Ok, all. Here's some advice. DO NOT try to compete with my in-law's Easter egg hunt. You will be sorry. Remember, this is just a family event--not like a church-wide hunt or anything. Just the grandkids. We hid 250 eggs. Yes, 250. 5 grandkids X 50 eggs each = 250 eggs filled with candy. Let me tell you, hiding the eggs is a chore, and we were thankful for good weather this year so that we didn't have to hide them in the house again, but I'm confident that the real chore is stuffing 250 eggs. And my in-laws are painstakingly careful about making sure that all of the kids get equal amounts of candy, so I imagine this takes them hours to do. In addition to stuffing the eggs, they have also marked the eggs with each child's initial so that there are no mix ups or hurt feelings. My grandchildren, if I am blessed enough to have any MANY, MANY years from now, will probably not be this lucky!! Ok, some more advice--when hiding 250 eggs, make sure that you note WHERE you hide the 250 eggs. This may require a detailed map and some tedious marking as you hide, but if you do not follow this advice (we never do), some lucky person (in our case, PawPaw) will be finding plastic eggs full of melted chocolate in the yard for weeks to come!
So, to properly conduct a Perry-style Easter egg hunt, first, the kids must hide in the house, preferably upstairs in the playroom where they cannot sneak peaks out of the windows. Second, the parents must hide the eggs in locations of varying difficulty around the yard. If you are like my husband, you may take this approach: make an effort in hiding the first eggs (say, 10, 20, 25, depends on his mood) and then simply toss the remaining eggs randomly around the yard. Don't toss them too hard, though, or they will pop open and spill their precious, chocolate contents! If you are like me, you will probably make an effort hiding all of the eggs and be the last one finished hiding because let's face it, it's hard to find 250 perfect places to hide Easter eggs!
At this point, you are ready to call the kids. Have them line up...
and then go with the traditional "Ready, Set, Go!" (Or, if you are a Perry male, throw in a "Ready, Set, Stop!"or two to really get them wound up!)
With this number of eggs, expect to have your child stopping to count multiple times to see how many eggs he or she has left to collect. Also expect to have to help your child find the ones that you hid too well. Do not be upset or aggravated about this: remember, this problem is, technically, your fault. Being too good at hiding Easter eggs is not really a positive. Oh, and this is important, while the children are finding the eggs, and you have a short (very short) break, begin planning your excuses for why you will not hide the eggs again. It is good to work with the other parents on this one: you know, safety in numbers, a united front, and all that. If you have a baby in the family too young to hunt, this can work in your favor: have the kids hide the baby's eggs. You will have to go find them, but you will get a break in between, and this can be a trade off for your refusal to hide the eggs again (it worked for us--next year, we won't be so lucky, though!)

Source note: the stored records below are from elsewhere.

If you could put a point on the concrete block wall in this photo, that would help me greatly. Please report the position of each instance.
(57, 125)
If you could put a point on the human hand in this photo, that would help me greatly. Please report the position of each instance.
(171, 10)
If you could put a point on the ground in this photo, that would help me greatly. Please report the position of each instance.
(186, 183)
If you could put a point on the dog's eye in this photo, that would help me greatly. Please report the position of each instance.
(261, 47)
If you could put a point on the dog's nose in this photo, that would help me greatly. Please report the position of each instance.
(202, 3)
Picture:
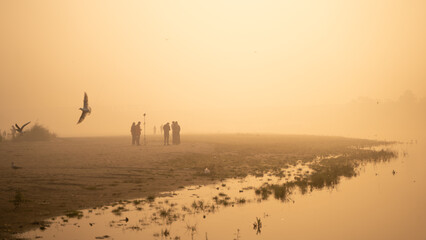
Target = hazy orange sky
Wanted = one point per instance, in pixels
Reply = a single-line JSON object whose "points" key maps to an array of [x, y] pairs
{"points": [[215, 66]]}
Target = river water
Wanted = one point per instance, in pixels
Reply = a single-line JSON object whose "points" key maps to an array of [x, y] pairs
{"points": [[377, 204]]}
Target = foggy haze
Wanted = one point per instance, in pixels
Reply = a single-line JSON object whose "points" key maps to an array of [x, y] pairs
{"points": [[216, 67]]}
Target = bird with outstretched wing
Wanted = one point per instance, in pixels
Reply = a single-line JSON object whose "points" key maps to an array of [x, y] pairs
{"points": [[85, 109], [21, 129]]}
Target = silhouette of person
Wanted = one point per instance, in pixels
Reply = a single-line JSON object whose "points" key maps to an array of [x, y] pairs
{"points": [[13, 131], [177, 130], [173, 132], [133, 132], [166, 130], [138, 131]]}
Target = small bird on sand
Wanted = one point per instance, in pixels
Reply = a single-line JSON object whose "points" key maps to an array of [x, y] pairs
{"points": [[15, 167], [85, 109], [21, 129]]}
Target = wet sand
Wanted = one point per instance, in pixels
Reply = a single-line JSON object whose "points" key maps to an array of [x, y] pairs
{"points": [[77, 173]]}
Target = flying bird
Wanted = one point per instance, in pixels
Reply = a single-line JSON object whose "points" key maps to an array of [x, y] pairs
{"points": [[85, 109], [20, 129]]}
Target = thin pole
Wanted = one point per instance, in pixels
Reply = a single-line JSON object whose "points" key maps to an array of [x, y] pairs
{"points": [[144, 139]]}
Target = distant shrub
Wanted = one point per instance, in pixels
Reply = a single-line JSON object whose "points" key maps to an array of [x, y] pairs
{"points": [[36, 133]]}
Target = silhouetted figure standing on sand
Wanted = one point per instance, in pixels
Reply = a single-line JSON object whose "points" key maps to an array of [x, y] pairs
{"points": [[13, 132], [177, 130], [166, 129], [138, 132], [133, 132], [173, 132]]}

You may also want to set aside some time after you child goes to bed to scope out his or her candy-hiding spot so that you can sneak some treats. After all, it is not healthy for kids to have so much sugar, so you are really just being a good parent when you do this. Just try not to overdo it, or your child WILL catch you and may employ a candy alarm in the future (ala Grant Perry).
If you fail to follow my advice and try to recreate this Easter egg hunt with your family, please note that 50 stuffed eggs will not be sufficient. You will also need to supply each child with an Easter basket full of treats, including their favorite candy. This year, Granna used mini utility totes from Thirty-One, which was brilliant. The boys were camouflage, and Arwen's was floral. These totes were the perfect size and now can be used as a great storage container for toys in the kids rooms, in the living room or den, or even in the car.
After all is said and done, if you are the lucky grandparents hosting this event, send the kids home full of candy and excitement, sit back on your couch and relax or lie down for a nap--I personally would go for a nap, but it's really a matter of preference--and giggle to yourself about how much trouble your children will be having calming the grandkids down for the night and pat yourself on the back for another spoiling job well done!